An influx of ultra-high-net-worth newcomers has increased demand for experienced—and discreet—household staff.

By Emily Witt

This past summer, on a visit to Palm Beach, Florida, I met a nanny named Jovana Capric at a coffee shop at the Breakers, the historic oceanside luxury resort, built in 1926. It was late June, the season when the town’s wealthy residents leave for Nantucket, the Hamptons, or Europe. The used tea sets at the Church Mouse, a local charity shop, had all been picked through; the mansions along Ocean Boulevard were shuttered and dark at night. On the patio, where we sat beneath flower-covered trellises, only a few people lingered, drinking iced coffee in the thick summer air.

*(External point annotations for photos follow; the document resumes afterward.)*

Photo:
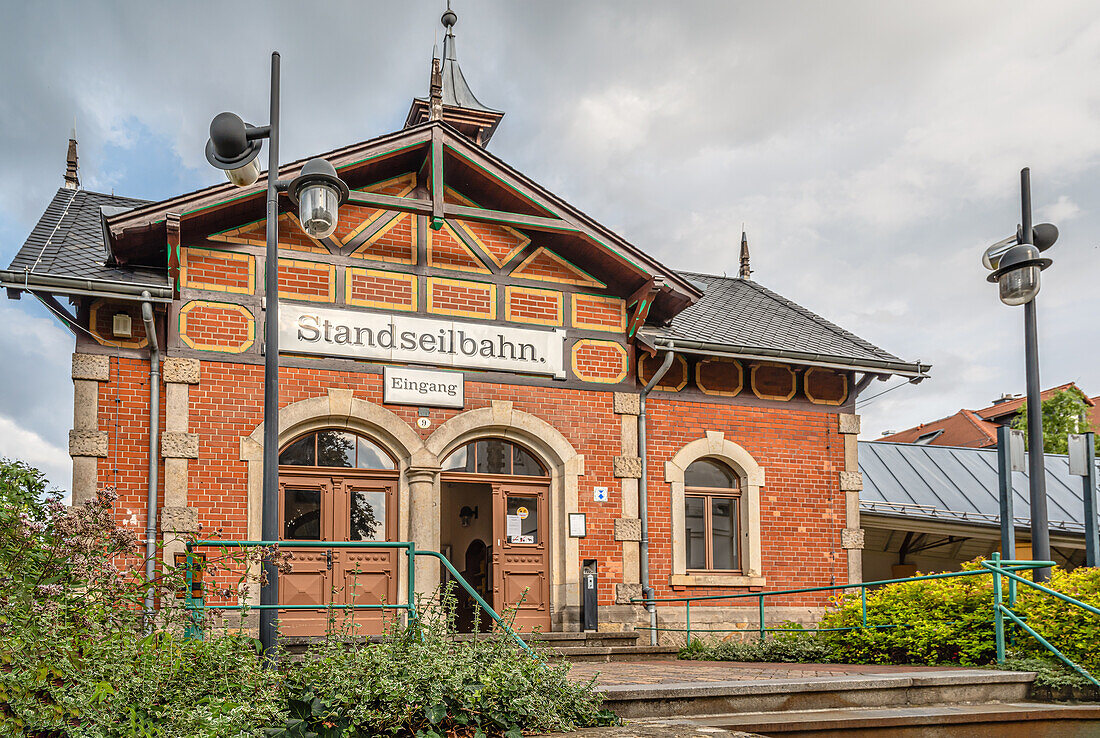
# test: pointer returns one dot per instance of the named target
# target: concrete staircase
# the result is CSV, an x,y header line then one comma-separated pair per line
x,y
970,703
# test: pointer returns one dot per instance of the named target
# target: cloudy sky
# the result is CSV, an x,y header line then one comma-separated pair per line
x,y
871,149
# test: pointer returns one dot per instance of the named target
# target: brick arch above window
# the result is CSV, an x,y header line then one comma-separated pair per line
x,y
751,475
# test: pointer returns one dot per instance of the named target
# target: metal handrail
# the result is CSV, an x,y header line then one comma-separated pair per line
x,y
197,605
997,569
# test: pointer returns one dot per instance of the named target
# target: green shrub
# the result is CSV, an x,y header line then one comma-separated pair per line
x,y
931,621
1073,630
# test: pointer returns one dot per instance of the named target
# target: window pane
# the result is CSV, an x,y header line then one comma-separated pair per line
x,y
523,520
724,529
299,453
367,515
523,462
301,515
696,532
460,460
494,456
336,449
706,473
372,456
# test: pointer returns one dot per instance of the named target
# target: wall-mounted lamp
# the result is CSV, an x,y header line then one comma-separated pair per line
x,y
468,514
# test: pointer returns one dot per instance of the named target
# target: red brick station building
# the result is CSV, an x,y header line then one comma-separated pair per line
x,y
469,360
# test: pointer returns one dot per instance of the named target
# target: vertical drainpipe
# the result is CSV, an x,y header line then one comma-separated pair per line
x,y
154,431
647,591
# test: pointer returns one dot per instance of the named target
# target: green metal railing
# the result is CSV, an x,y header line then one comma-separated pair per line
x,y
997,569
198,605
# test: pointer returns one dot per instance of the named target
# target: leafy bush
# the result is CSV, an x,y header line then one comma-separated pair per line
x,y
1073,630
931,621
795,647
78,658
433,684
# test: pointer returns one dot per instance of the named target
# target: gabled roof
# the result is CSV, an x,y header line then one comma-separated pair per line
x,y
964,428
741,317
959,485
67,242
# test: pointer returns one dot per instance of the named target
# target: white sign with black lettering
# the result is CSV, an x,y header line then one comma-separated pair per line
x,y
422,387
416,340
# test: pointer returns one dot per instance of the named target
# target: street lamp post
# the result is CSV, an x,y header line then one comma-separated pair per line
x,y
318,191
1015,268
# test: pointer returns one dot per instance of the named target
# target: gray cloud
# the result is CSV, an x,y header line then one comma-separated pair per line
x,y
872,149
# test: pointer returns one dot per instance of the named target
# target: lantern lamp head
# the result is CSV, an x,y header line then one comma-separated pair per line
x,y
318,193
232,150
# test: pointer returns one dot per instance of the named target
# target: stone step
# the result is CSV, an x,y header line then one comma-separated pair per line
x,y
770,695
969,720
608,653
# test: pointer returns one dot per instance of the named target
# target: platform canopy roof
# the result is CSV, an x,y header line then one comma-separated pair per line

Capric, who is thirty-three years old, grew up in Port St. Lucie, Florida, about an hour north of Palm Beach. Her career working with children began in high school, while she had a job as a hostess at a Chuck E. Cheese in Boca Raton. “There was someone having his second-birthday party, and the parents just loved how I interacted with their son,” she told me. “And they’re, like, ‘Hey, do you by chance babysit?’ ” The conversation led to a gig as a part-time babysitter for them, and then to work as an assistant teacher at their children’s Montessori school. “Then, when I was a teacher,” she said, “I had families kind of shark me out of working for the school.” The pay was better, fifteen to twenty dollars an hour instead of eleven, so she left, in 2015, to nanny full time for a family with twins and dropped out of Florida Atlantic University, where she had been studying for a degree in psychology. “I could have paid thousands of dollars to get my Montessori certification,” she said, “but for me and in any job that I’ve had, experience trumps anything.”